Okay, now a bit of advice for people who consider themselves to be normals

  1. Can it with the fucking stigma. If it weren’t for people with mental health issues, we wouldn’t have comedy. We wouldn’t have a lot of writing. If it weren’t for autists, we wouldn’t have the internets. Seriously.
  2. Don’t give up on someone. I’ll be honest, being a friend of someone with issues can be a drag. Sometimes you can see them digging themselves into the same bloody hole they did last time. They might always complain about the same thing. Yeah, that’s what they do. Love the person for who they are. Find other things to talk about. Go to movies. Take them out of themselves.

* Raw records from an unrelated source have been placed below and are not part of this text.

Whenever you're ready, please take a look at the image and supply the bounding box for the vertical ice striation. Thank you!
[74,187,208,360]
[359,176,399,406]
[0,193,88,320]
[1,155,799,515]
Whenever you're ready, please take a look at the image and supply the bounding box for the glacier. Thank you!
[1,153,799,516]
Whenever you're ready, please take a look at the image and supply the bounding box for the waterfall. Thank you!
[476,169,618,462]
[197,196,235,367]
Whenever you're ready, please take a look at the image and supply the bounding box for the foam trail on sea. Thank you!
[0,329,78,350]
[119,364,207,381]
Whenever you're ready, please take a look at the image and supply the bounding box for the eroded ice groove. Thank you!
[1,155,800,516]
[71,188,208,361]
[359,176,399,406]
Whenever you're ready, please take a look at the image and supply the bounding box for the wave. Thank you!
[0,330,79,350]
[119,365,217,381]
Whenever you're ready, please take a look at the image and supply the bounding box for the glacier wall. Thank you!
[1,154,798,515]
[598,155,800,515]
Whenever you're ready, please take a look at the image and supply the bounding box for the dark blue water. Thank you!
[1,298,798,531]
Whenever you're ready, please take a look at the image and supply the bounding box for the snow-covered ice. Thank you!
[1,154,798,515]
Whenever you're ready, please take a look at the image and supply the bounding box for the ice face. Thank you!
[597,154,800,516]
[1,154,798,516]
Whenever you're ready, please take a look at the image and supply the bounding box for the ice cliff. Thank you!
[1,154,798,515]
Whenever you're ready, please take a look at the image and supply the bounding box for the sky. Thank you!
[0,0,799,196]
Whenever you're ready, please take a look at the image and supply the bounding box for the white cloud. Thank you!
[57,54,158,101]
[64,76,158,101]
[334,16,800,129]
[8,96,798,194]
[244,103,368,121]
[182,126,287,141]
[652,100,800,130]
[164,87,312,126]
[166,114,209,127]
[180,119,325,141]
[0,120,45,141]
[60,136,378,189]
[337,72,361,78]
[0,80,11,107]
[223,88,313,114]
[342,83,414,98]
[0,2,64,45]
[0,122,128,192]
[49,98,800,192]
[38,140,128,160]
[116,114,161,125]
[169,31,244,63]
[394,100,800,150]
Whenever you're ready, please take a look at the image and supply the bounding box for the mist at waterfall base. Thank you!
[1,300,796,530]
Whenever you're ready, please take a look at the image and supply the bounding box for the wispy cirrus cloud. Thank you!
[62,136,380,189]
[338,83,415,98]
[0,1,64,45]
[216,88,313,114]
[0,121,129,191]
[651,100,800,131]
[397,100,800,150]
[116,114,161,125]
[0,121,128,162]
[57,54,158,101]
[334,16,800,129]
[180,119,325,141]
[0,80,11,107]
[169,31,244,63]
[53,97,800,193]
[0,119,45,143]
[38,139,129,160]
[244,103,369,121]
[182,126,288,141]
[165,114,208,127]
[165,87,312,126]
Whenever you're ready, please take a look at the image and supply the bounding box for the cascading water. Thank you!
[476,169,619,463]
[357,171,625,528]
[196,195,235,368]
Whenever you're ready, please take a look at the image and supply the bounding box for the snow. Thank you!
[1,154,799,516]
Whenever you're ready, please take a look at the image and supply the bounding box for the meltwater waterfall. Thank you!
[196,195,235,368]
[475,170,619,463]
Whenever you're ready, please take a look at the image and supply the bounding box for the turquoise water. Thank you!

  3. For Christ’s sake, don’t patronise. Yeah, that actually goes for anyone. Especially doctors. Because if you dig out the DSM V, you’ll find an exaggerated version of just about everyone you know.
  4. If you see someone in a spiral, offer help. It’s a pain in the butt but you know you’ll kick yourself if they do something stupid. Don’t do what I did when the old friend turned up with a bunch of stuff he’d borrowed, yellow and pale because he was committing slow suicide by starving himself. I just took my stuff, too shocked to talk. Luckily he had better friends who looked after him.